Misántropo y misógino, Shunsuké pacta fáusticamente con Yuichi para que seduzca
a hombres y mujeres por él designados, aunque sólo se acueste con aquéllos. Por
su parte, el joven Yuichi llega a descubrir su propia belleza gracias a la
acción del escritor, igual que le pasó a Dorian Gray bajo el influjo de otro
esteta, lord Henry Wotton, sólo que, a diferencia del joven inglés, el japonés
sí logrará sobrevivir a su impulsor.
De hecho, es posible pensar en la novela de Mishima como
una reelaboración de tópicos de la novela de Wilde, con su mezcla de
esteticismo y homosexualidad (algo velada, en la novela de Wilde, aunque
activa, como lo muestran algunas de sus adaptaciones cinematográficas:
Dallamano 1970, Parker 2009), y abiertamente manifiesta en la de Mishima.

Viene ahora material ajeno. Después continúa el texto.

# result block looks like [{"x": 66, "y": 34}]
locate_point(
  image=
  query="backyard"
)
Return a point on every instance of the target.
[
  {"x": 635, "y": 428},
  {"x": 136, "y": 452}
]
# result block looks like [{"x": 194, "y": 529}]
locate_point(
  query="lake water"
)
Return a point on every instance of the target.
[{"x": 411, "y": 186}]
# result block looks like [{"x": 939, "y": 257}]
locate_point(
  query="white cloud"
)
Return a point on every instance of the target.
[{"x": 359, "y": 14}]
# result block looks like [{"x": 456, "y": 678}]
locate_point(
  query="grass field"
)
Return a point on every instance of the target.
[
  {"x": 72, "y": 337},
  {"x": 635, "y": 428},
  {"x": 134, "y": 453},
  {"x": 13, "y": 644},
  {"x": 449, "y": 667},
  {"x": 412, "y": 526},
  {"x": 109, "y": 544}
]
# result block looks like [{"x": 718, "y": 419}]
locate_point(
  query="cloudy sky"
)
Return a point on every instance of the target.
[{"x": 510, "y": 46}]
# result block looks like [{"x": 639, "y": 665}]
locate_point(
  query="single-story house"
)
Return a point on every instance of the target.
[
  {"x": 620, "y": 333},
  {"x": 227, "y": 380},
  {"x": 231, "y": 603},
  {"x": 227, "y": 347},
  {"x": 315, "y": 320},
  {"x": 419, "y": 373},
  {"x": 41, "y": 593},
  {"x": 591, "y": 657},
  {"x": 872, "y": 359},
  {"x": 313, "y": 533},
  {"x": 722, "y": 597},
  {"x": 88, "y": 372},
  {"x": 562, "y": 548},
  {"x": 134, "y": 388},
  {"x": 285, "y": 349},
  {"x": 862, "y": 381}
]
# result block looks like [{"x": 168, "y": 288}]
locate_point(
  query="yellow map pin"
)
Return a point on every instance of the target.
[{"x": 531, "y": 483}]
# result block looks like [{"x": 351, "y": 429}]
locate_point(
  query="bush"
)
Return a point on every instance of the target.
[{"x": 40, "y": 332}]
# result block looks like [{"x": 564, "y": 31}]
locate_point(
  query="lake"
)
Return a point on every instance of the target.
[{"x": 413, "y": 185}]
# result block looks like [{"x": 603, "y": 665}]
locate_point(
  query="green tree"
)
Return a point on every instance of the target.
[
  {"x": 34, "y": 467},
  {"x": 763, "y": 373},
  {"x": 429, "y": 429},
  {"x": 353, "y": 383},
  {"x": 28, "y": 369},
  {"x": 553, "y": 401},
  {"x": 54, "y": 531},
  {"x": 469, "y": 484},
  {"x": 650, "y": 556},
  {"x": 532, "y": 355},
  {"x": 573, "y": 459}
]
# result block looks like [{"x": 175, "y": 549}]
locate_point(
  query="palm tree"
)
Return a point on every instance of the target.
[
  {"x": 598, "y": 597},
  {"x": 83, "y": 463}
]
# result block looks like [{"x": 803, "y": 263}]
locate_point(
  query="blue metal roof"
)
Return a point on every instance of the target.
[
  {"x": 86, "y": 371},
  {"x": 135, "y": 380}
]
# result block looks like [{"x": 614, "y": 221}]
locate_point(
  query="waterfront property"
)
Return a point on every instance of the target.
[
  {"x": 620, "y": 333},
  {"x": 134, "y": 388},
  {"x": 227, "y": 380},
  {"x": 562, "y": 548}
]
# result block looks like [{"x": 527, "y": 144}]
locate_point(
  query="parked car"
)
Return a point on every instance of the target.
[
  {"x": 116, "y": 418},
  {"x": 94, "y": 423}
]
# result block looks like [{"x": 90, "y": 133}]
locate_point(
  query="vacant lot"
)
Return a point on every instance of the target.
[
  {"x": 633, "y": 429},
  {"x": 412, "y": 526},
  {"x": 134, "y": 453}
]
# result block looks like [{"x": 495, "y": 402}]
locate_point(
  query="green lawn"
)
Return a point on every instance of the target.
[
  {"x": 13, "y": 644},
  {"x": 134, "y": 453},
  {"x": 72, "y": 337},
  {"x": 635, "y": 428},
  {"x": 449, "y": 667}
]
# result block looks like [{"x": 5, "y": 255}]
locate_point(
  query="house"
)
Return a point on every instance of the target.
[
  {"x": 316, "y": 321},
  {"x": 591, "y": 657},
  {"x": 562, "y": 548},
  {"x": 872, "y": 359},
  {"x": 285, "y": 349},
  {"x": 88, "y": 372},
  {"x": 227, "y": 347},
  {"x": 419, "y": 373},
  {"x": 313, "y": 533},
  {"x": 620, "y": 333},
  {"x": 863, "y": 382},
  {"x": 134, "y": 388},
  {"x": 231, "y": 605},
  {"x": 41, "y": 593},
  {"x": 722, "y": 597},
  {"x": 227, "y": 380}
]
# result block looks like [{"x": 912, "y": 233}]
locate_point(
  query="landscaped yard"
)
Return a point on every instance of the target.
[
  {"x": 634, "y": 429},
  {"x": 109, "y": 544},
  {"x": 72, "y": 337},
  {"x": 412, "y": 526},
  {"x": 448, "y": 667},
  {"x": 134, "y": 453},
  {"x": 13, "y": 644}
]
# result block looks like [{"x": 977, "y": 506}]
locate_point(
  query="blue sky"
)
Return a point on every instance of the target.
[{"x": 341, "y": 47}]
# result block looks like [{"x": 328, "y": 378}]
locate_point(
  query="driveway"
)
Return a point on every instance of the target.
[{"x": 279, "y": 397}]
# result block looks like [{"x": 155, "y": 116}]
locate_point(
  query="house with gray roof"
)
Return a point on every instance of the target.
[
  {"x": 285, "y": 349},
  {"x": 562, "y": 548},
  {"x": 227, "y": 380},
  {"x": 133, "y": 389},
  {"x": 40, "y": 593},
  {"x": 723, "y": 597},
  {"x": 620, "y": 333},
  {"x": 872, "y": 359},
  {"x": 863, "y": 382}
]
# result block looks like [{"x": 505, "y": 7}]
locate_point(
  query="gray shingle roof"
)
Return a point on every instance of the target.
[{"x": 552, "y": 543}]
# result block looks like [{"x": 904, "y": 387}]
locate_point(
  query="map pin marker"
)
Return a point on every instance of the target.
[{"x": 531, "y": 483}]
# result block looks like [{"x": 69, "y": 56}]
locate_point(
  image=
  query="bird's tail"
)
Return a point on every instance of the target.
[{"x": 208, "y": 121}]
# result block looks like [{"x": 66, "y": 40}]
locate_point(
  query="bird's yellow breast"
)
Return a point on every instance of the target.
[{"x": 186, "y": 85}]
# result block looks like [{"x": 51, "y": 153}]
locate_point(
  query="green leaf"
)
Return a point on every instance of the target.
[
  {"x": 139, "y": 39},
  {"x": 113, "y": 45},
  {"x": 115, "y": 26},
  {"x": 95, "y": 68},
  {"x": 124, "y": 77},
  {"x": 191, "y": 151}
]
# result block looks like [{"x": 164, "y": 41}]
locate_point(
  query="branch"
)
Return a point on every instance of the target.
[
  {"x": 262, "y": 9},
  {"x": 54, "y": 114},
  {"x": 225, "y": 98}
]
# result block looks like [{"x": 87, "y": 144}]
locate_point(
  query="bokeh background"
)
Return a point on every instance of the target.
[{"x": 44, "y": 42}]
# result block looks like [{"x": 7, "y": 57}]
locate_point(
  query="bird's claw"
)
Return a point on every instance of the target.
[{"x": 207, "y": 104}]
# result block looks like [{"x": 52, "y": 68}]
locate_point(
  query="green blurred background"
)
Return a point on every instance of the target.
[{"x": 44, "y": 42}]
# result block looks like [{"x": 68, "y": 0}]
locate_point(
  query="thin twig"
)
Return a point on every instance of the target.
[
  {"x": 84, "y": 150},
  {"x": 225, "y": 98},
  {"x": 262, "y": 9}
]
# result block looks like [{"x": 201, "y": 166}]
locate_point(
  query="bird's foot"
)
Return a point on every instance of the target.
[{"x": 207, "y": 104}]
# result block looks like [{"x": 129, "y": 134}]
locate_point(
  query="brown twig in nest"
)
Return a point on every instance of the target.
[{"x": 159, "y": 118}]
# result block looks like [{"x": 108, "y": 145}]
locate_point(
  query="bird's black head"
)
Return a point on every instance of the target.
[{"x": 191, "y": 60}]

Wilde, en su novela, afirma que "A Dorian Gray le había envenado un libro.
Había momentos en que consideraba simplemente el mal como un medio necesario
para poder realizar su concepción de la belleza" (El retrato de..., 160).
A Shonsuké le pasó lo mismo que a Dorian Gray, se envenenó con el libro de
Huysmans, pero como era feo, tuvo que usar al bello Yuichi para sus propósitos.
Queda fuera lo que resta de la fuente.